Sound is perceived by hair cells in the cochlea. Each hair cell is sensitive to a specific frequency. There are thousands of hair cells. So yes, there are similarities, but sound is perceived by a much more high-dimensional system.

Also our perception of sound has far higher time resolution and much lower spatial resolution than our perception of light.

It’s hard to explain how we hear sound in an ELI5 comment. But I’ll give it a shot. In your ear, you have the cochlea which is like a spiral structure. In the middle of that structure, you have a dividing compartment (to visualize this imagine a three lane street, and take that street then wrap it up in a spiral, the middle lane is this dividing compartment). On one side you have a membrane. From the beginning of the spiral to the end, this membrane’s width, stiffness, mass and damping properties gradually change. On the beginning of the spiral, you have a little window, on the window there is a tiny bone that is hinged on two others that are then connected to the eardrum. As the eardrum vibrates due to sound waves, these bones move and they amplify this vibration and transmit to the window. Inside the cochlea you have a fluid, and so essentially sound vibrations get converted to little waves in that fluid.
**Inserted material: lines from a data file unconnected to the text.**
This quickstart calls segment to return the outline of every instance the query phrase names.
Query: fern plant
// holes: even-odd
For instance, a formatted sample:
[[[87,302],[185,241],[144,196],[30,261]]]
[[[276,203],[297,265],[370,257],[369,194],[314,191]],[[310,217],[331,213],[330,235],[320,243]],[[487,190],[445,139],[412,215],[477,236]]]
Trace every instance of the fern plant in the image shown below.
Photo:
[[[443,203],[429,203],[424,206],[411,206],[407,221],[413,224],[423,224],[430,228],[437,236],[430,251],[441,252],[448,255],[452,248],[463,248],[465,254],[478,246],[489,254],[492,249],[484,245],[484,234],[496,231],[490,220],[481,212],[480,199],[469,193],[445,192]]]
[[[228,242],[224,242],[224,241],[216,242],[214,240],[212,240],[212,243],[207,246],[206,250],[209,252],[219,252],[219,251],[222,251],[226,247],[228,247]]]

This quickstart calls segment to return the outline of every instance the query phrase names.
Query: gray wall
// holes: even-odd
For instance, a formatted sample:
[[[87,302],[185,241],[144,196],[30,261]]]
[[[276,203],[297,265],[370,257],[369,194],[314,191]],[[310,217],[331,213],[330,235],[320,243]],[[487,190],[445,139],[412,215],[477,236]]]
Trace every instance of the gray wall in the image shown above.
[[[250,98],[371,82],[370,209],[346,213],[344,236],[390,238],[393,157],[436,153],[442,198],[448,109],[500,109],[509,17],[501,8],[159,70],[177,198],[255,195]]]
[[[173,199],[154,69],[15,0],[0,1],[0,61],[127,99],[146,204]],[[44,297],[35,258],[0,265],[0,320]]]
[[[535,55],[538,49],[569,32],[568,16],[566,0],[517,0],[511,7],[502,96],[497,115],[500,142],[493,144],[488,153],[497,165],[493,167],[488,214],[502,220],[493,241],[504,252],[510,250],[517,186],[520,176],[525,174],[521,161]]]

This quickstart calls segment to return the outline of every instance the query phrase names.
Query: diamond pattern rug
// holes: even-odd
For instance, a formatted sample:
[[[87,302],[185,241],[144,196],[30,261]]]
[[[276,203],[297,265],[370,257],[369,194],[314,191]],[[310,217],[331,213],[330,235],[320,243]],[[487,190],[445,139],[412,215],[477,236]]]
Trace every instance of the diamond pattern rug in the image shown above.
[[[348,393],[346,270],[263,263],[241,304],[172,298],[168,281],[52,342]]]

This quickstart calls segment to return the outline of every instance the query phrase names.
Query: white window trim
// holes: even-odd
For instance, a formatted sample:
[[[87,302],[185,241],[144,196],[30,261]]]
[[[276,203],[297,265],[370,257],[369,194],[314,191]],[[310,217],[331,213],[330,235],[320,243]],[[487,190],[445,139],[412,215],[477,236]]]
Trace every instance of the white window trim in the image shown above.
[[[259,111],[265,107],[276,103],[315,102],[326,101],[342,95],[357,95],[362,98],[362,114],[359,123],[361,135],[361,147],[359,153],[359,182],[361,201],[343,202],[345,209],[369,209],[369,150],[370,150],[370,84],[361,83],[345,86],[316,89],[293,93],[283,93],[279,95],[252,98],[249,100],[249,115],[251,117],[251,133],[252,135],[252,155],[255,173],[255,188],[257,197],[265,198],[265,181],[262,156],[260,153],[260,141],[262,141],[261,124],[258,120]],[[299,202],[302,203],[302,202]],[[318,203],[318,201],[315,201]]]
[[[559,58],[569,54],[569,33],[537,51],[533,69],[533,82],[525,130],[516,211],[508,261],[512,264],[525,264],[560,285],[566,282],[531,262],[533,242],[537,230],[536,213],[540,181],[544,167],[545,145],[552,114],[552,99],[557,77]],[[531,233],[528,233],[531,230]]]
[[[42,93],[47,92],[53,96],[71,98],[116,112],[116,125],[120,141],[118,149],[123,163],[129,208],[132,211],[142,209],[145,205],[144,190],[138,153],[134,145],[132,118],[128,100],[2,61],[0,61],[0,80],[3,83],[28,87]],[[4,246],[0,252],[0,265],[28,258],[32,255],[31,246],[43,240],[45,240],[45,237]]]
The wave then travels in the fluid from this first window all the way to the center of the spiral after which it makes a U turn and continues back on the other side of that dividing compartment going back to another window in the beginning of the spiral. As the membrane has different properties along the spiral, it takes different frequencies of waves to make it oscillate. And so a sound of a given frequency will cause oscillation in a specific region of the membrane. Under the membrane you have hair cells which are cells with tiny projections, if the membrane oscillates say up and down, these projections bend as the hair cells are under it. Once they bend, tiny molecule channels in the projections open allowing ions through and inducing a change in the voltage across the hair cell membrane. This leads to the transmission of a signal to a neuron attached to that region of the spiral that goes to the brain. The brain knows which neuron corresponds to which region in the cochlea, so when one is activated, it can know which frequency of sound that is. So it’s not like sight at all, because a continuous spectrum of signal can activate the sense of heating.